Which complete graphs are (edge) magic? A magic labeling of a simple graph $G$ is a labeling of the edges of $G$ with distinct positive integers such that the sum of the labels of the edges incident to a vertex is the same for each vertex. A graph that admits a magic labeling is said to be magic.
I found a characterization due to Stewart that the complete graph $K_n$ is supermagic if and only if $(n\geq6\text{ and }n\not\equiv0\mod{4})$ or $n=2$, and supermagic graphs are magic, but I can't seem to find a theorem deciding which complete graphs are merely magic.
 A: Theorem $4.7$ of M. Doob, ‘Characterizations of regular magic graphs’, J. Combin. Theory, Ser. B $25$ $(1978)$ $94$-$104$ says that if $G$ is a regular graph with degree $d>4$ and $n$ vertices, then $G$ is magic if $d>\frac{n}2$. Since $n-1>\frac{n}2$ for $n>2$, this implies that $K_n$ is magic for all $n\ge 6$. Clearly $K_2$ is also magic and $K_3$ is not. Theorem $4.3(ii)$ of the same paper implies that $K_4$ is not magic, and unless I’m missing something, Theorem $4.3$ in its entirety implies that $K_5$ is magic.
A: It's strange that you can't find it, because the first page of results that Google gives me for magic graph include this set of exercises. Your question is exercise 1.3a.
Spoiler:

 $K_n$ is magic for $n=2$ and $n\ge 5$.

(Note: this corrects the reference).

Leaving aside the small cases,

 the proof for $n\ge 5$ is by the following construction. Since the graph is regular, we may consider arbitrary weights (not necessarily positive) and later add a suitably large constant to all of the edges.
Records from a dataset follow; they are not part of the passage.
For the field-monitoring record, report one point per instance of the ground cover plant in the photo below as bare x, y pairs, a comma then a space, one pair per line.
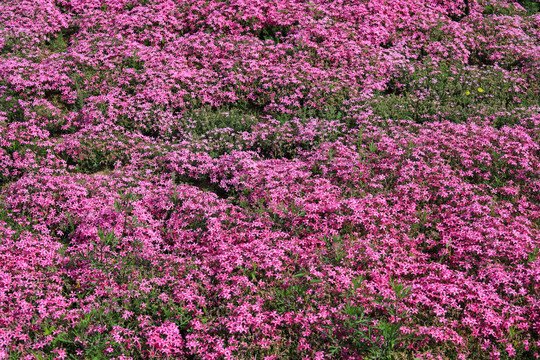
283, 179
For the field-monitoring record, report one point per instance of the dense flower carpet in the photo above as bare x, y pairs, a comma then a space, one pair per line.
278, 179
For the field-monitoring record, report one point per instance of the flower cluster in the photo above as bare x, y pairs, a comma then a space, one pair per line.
269, 180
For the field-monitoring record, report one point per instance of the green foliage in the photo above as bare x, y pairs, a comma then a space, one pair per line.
9, 104
532, 6
358, 333
454, 92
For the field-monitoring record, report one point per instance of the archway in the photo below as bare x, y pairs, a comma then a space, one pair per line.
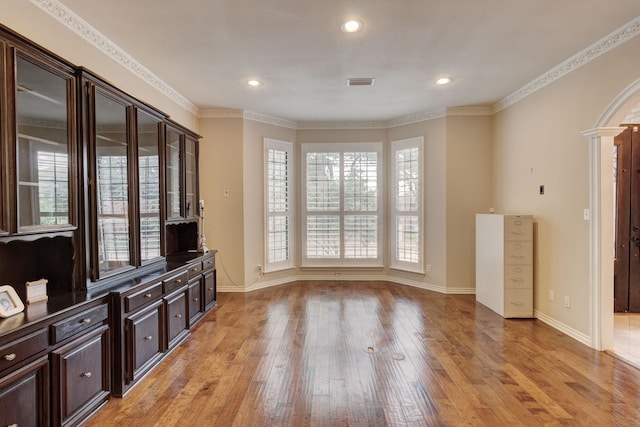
602, 221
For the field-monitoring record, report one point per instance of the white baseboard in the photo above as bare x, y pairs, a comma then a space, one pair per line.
577, 335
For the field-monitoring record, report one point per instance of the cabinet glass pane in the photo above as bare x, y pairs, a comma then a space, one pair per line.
191, 169
149, 184
173, 174
112, 189
43, 150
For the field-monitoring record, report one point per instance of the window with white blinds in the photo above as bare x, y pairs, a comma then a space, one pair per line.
407, 194
279, 201
341, 207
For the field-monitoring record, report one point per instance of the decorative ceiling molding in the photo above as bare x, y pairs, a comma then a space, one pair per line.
75, 23
220, 113
81, 27
601, 47
417, 118
270, 120
474, 110
343, 125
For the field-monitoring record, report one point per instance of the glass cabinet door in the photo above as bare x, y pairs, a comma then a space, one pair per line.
149, 186
42, 152
113, 231
191, 178
173, 160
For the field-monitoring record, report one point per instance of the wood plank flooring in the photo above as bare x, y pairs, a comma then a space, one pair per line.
375, 354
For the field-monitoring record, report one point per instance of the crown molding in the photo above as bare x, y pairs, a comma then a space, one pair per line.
604, 45
270, 120
220, 113
342, 125
94, 37
75, 23
474, 110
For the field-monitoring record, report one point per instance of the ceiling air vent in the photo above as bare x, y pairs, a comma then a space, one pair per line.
361, 81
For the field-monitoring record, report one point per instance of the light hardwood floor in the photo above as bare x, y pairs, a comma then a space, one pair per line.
375, 354
626, 339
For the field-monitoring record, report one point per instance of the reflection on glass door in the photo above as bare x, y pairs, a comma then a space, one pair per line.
43, 146
149, 187
112, 190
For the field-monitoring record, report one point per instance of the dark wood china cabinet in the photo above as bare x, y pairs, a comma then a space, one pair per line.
98, 195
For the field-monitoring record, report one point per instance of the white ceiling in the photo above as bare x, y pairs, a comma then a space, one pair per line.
207, 49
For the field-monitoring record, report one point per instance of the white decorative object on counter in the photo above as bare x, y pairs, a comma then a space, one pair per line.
37, 291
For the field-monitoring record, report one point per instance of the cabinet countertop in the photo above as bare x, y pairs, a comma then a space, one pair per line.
56, 305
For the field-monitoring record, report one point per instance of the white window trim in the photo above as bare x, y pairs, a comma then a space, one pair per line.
403, 144
342, 148
273, 144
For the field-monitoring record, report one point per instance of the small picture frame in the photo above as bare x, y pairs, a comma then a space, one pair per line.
10, 302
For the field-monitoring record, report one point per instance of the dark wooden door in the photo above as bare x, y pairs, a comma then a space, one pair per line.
627, 257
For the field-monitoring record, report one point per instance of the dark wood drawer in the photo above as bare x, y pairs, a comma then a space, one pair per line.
145, 343
175, 282
209, 264
23, 348
195, 299
194, 269
143, 297
78, 323
81, 370
24, 395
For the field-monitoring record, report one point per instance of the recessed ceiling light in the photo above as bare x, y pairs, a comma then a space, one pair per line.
443, 81
351, 26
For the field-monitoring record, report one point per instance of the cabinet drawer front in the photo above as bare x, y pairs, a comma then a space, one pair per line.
83, 372
518, 303
518, 253
518, 229
144, 339
518, 276
23, 348
209, 263
194, 269
24, 395
175, 282
78, 323
143, 297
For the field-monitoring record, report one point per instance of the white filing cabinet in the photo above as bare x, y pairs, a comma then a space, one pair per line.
504, 263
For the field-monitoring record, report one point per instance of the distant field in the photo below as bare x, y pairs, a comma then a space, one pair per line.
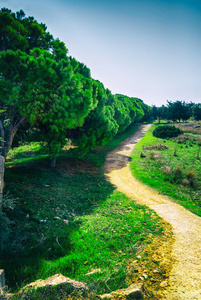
172, 166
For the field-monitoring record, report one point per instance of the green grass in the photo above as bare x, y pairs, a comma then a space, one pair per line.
70, 220
174, 171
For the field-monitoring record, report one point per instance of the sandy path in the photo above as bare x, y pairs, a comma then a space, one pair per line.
185, 277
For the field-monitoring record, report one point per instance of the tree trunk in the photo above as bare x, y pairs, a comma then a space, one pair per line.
53, 162
2, 167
I'm going to make a tweak to the proof.

 Enumerate the cycles of length 4 that are contained in our graph, assigning them numbers from $1$ to $N$ (where $N$ is the total number of these cycles). Let the $k$th such cycle contribute $\pm 3^k$ (alternating) to its edges.



 Let us check that this set of weights is magic. The total weight of the edges adjacent to every vertex is $0$, because the contribution of each cycle to this sum is $0$, so it suffices for the weights to be distinct. But for any pair of edges, there exists at least one cycle of length $4$ which includes only one of them. Therefore the sums of weights determined by the cycles are not equal, because the weights obtained by our construction may be regarded as $N$-digit balanced ternary numbers and so two edges can only have the same weight if they share all their $4$-cycles.